#' Fit models across all specifications
#'
#' @description Runs the specification/multiverse analysis across specified models.
#' This is the central function of the package and represent the second step
#' in the analytic framework implemented in the package \code{specr}. It estimates
#' and returns respective parameters and estimates of models that were specified
#' via \code{setup()}.
#'
#' @param x A `specr.setup` object resulting from \code{setup} or a tibble that
#' contains the relevant specifications (e.g., a tibble resulting from
#' \code{as_tibble(setup(...))}).
#' @param data If x is not an object of "specr.setup" and simply a tibble, you
#' need to provide the data set that should be used. Defaults to NULL as it is
#' assumend that most users will create an object of class "specr.setup" that they'll
#' pass to `specr()`.
#' @param ... Further arguments that can be passed to \code{future_pmap}. This only becomes
#' important if parallelization is used. For example, if a custom model function is used
#' this involves passing `furrr_options` passing to the argument `.options`.
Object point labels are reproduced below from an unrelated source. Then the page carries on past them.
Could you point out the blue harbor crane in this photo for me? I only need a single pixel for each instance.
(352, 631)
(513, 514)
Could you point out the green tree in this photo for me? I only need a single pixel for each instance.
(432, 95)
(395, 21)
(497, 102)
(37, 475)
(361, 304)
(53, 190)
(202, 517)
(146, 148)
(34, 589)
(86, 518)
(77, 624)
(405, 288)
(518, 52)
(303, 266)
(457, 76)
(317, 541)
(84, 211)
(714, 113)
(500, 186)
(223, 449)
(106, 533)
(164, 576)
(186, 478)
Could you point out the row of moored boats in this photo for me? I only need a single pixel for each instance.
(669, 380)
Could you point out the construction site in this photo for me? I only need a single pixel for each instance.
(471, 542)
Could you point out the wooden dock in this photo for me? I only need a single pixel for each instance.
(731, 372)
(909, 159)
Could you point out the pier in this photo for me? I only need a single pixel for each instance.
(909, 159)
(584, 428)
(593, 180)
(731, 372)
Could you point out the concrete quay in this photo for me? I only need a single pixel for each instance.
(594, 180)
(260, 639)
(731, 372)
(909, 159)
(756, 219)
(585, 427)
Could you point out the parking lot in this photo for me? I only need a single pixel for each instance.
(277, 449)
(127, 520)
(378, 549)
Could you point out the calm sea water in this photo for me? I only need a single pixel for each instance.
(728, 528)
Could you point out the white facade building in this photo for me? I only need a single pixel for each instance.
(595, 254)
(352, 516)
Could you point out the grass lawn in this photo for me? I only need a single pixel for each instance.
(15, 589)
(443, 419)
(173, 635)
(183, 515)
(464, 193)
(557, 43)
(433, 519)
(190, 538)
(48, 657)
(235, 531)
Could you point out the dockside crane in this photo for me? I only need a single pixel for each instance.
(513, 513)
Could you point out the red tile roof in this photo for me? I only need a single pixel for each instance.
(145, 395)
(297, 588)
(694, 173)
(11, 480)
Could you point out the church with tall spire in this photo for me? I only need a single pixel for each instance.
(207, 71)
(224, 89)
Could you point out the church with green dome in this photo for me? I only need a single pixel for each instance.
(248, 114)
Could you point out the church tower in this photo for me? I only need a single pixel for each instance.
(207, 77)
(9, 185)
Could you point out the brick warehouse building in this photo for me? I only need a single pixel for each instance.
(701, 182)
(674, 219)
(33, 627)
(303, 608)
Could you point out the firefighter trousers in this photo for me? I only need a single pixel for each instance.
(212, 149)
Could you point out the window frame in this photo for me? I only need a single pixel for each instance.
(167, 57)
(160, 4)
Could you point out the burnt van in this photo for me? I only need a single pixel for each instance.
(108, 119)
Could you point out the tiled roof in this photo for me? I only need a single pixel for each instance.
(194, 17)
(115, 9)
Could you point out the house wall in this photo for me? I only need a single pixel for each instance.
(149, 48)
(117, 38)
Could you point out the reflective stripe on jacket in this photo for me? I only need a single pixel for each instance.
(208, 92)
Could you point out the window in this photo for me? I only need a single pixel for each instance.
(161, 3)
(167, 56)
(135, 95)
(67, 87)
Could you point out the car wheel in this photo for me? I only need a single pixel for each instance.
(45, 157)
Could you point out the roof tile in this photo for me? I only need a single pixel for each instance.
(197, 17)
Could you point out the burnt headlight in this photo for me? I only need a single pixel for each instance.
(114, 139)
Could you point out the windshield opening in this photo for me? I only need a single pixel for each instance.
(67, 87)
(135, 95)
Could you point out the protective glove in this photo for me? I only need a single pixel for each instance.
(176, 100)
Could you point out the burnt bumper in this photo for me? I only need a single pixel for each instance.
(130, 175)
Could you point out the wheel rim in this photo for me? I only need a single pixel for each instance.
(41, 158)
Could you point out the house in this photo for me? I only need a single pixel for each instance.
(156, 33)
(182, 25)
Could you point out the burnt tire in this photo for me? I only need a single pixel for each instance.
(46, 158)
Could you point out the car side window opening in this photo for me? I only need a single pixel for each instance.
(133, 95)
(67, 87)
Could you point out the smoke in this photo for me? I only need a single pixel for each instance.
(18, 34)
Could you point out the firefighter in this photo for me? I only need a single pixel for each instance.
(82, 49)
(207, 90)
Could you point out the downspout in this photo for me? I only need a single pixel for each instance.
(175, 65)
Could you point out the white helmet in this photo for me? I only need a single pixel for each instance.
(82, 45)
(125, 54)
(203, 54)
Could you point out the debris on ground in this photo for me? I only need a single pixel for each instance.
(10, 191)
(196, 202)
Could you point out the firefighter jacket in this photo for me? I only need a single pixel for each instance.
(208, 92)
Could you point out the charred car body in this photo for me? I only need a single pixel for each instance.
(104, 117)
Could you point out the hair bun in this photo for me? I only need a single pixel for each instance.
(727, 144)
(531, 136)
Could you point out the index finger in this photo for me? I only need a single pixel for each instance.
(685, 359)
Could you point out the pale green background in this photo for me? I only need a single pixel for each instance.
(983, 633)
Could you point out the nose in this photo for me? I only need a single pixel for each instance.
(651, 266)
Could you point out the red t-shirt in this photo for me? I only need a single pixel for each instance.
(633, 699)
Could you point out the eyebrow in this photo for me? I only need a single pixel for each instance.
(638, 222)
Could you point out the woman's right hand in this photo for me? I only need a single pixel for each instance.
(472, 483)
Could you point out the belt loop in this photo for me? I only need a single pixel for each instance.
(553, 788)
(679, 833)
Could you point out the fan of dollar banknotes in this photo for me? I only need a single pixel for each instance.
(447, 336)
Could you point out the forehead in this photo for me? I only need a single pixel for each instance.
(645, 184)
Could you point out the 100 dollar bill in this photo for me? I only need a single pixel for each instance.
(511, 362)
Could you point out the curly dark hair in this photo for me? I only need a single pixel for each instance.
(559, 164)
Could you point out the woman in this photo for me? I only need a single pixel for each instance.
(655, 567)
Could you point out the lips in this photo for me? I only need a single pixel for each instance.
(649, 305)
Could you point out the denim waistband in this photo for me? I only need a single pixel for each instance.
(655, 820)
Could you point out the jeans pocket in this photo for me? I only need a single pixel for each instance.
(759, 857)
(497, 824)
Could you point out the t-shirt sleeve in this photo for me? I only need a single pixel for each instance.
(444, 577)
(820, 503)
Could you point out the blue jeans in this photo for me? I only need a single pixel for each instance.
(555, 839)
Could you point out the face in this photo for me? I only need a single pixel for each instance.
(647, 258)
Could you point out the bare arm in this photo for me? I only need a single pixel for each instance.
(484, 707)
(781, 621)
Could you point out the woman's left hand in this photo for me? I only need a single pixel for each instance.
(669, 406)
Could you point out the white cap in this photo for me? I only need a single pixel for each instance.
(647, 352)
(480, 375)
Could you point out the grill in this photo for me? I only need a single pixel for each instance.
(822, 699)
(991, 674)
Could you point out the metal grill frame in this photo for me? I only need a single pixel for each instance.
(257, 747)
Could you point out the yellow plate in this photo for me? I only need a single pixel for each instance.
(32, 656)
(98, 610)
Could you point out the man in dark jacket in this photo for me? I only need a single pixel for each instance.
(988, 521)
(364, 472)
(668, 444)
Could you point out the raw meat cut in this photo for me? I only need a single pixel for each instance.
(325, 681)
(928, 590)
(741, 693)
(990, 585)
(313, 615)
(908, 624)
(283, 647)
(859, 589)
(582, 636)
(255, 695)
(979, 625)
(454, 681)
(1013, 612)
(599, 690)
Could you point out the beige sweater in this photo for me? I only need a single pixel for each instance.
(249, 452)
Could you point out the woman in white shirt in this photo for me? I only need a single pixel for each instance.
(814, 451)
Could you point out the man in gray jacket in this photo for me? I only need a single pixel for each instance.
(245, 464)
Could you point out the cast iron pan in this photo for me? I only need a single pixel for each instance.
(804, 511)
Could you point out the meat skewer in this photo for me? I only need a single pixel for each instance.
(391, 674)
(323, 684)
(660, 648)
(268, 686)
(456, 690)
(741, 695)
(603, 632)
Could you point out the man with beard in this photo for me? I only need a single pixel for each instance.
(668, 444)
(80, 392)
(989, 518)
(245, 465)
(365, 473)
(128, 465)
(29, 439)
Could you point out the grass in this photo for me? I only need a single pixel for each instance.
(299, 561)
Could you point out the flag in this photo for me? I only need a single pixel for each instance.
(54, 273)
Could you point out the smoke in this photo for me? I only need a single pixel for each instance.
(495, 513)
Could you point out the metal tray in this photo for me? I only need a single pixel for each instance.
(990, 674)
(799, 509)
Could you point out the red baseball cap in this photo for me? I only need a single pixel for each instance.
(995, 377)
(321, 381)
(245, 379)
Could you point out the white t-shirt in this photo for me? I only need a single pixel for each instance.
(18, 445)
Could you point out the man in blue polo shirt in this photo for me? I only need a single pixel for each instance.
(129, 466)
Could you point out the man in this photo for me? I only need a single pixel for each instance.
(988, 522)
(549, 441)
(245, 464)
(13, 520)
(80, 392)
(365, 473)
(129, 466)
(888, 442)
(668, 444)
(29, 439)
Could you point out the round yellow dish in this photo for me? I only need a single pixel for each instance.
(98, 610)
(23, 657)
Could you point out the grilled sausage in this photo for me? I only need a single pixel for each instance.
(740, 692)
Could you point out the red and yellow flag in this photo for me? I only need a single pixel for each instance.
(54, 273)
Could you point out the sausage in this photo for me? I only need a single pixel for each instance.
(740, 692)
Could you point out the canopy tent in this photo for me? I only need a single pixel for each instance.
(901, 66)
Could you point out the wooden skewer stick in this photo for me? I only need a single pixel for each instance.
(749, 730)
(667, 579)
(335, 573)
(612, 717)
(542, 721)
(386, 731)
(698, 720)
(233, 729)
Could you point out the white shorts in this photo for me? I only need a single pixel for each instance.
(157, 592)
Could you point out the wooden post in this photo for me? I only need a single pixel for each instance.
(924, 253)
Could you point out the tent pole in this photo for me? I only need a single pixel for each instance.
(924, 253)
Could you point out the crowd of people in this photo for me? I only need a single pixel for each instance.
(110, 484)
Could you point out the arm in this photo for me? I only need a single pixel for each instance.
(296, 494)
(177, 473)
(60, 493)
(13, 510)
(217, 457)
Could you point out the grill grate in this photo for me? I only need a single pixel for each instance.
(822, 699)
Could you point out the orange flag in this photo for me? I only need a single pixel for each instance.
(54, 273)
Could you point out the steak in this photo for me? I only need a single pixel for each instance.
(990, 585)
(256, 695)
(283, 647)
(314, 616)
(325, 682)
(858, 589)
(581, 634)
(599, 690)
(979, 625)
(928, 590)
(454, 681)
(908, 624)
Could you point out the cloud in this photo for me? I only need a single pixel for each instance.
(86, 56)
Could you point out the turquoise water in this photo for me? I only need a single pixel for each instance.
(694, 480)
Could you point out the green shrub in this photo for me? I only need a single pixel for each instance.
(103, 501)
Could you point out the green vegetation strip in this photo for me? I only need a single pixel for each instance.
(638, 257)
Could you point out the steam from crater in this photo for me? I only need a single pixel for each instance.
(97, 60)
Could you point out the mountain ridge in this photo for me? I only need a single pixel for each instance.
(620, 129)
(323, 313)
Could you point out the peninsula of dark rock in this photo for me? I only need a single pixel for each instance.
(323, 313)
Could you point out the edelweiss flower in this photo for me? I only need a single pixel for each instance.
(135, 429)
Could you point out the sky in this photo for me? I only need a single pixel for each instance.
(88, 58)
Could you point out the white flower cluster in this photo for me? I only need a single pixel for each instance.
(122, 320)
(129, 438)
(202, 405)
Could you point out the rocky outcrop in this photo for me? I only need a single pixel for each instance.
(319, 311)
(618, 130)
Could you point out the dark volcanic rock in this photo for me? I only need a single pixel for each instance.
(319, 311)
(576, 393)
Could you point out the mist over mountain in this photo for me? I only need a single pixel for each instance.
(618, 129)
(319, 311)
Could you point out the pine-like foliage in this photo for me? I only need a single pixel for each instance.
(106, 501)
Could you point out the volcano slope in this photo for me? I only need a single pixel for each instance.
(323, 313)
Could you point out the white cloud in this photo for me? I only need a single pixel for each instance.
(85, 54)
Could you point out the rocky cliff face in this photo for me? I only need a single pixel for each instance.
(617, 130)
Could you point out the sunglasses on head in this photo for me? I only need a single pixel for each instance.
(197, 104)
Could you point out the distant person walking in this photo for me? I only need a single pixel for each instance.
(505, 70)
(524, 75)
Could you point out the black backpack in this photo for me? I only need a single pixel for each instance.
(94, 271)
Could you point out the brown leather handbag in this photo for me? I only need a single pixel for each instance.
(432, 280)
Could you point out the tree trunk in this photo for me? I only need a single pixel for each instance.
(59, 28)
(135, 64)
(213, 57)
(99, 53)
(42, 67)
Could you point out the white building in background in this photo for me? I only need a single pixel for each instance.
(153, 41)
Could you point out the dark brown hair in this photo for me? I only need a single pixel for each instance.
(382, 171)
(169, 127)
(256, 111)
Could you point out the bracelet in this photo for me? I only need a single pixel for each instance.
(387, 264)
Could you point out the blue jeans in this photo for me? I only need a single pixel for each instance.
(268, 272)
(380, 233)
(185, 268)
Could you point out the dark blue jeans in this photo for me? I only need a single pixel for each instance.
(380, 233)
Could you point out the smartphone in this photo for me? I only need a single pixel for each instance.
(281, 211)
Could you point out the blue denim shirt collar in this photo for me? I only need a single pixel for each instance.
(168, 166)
#' When a plan for parallelization is set, one can also set `.progress = TRUE`
#' to print a progress bar during the fitting process. See details for more information
#' on parallelization.
#'
#' @return An object of class \code{specr.object}, which includes a data frame
#' with all specifications their respective results along with many other useful
#' information about the model. Parameters are extracted via the function passed
#' to \code{setup}. By default this is \code{broom::tidy()} and the function
#' \code{broom::glance()}).Several other aspects and information are included in
#' the resulting class (e.g., number of specifications, time elapsed, subsets
#' included in the analyses). Use \code{methods(class = "specr.object")} for
#' an overview on available methods.
#'
#' @details Empirical results are often contingent on analytical decisions that
#' are equally defensible, often arbitrary, and motivated by different reasons.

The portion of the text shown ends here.